The compiler switches described above do not guarantee any performance improvement. It is advised that the user tests the switches one by one before using them in a production environment.

#### Adjusting the stack size

For larger simulations (>100,000 atoms) more OMP threads are spawned on a MIC coprocessor to provide better performance. However, for more OMP threads we need a larger stack size per thread and a larger total stack size on a MIC coprocessor. The default stack size is 8 KB.

• "-env MIC\_OMP\_STACKSIZE 4M" increases the OMP thread stack size to 4 MB.

```
mpirun -env MIC_OMP_STACKSIZE 4M -np 8 $AMBERHOME/bin/pmemd.mic_offload.MPI -0
```

- For MPSS version 3.2.3 and later the total stack size of a MIC coprocessor is increased by the following steps:
- 1. On the host, as root, create the directories etc/ and etc/security in /var/mpss/common:

```
cd /vars/mpss/common
su
mkdir -p etc/security
```

2. Next create the file *limits.conf* (in */var/mpss/common/etc/security*) containing the following line of text (with tab separated values):

"\* soft stack unlimited"

3. Create the file /var/mpss/common.filelist containing the following (with space separated values) lines:

```
dir /etc/security 755 0 0
file /etc/security/limits.conf etc/security/limits.conf 644 0 0
```

4. Finally, cycle the MPSS daemon to reboot the cards using:

service mpss restart

## 18.8 pmemd.amoeba

The Amoeba force field is a recently developed polarizable force field with parameters for water, univalent ions, small organic molecules and proteins.[313, 314, 330–332] Differences from the current amber force fields include more complex valence terms including anharmonic bond and angle corrections and bond angle and bond dihedral cross terms, and a two dimensional spline fit for the phi-psi bitorsional energy.
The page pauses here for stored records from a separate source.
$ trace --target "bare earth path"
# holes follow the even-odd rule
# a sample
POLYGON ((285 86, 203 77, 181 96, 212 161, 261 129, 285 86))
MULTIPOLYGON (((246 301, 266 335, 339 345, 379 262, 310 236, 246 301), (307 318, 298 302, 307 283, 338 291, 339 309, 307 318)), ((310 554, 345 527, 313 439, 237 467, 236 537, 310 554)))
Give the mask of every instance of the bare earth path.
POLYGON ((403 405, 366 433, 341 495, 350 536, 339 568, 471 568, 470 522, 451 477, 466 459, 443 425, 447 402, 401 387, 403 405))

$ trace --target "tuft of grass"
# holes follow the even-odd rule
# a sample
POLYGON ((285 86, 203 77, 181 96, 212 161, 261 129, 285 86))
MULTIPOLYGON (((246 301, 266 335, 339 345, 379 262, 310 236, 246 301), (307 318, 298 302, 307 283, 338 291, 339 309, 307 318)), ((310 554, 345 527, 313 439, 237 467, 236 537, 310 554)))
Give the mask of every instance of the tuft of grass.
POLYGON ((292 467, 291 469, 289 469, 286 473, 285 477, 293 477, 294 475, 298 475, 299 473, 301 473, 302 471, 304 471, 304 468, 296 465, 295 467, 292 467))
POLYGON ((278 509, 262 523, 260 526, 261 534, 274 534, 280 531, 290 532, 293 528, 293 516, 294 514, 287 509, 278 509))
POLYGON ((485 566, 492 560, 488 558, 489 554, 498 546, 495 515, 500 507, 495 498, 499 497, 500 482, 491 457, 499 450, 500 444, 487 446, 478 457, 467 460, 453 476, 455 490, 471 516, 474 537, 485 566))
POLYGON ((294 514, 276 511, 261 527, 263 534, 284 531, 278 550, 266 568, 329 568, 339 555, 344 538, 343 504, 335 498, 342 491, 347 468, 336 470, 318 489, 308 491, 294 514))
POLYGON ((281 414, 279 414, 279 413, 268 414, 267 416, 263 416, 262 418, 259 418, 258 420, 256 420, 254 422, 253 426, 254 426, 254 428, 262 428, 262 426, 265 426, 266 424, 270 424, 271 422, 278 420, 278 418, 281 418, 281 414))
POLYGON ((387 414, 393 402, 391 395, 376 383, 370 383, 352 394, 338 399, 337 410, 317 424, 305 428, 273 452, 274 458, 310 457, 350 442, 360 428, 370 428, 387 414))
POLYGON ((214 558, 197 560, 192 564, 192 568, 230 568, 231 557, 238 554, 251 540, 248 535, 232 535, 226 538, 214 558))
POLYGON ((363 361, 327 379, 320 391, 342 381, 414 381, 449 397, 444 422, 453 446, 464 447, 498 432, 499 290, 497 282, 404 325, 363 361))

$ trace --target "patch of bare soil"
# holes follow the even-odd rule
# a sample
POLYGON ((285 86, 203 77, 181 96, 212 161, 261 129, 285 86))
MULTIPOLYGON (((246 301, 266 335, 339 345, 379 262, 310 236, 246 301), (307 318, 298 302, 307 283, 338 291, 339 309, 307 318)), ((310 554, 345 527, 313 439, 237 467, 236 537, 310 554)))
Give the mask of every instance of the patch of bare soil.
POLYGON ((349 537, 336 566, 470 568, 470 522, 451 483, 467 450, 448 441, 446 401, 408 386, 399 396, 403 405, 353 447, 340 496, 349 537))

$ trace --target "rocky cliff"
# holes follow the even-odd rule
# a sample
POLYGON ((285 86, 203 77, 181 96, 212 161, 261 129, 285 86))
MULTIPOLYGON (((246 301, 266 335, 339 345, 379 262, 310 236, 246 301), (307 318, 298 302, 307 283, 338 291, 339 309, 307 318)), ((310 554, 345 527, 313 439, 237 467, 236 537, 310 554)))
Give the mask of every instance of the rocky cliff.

The differences in the nonbond treatment include the use of atomic multipoles up to quadrupole order, induced dipoles using a Tholé screening model, and the use of the Halgren buffered 7-14 functional form for van der Waals interactions. The PME implementation used here, as well as a multigrid approach for atomic multipoles, is described in Ref. [320].

Right now, setting up the system is a bit complex: you need to set up the system in Tinker, then run the *tinker-to-amber* program to convert to Amber prmtop and coordinate files. Some examples are in *\$AMBERHOME/src/p-memd.amoeba/build\_amoeba*. But keep checking the Amber web page, since we hope to provide a simpler path soon.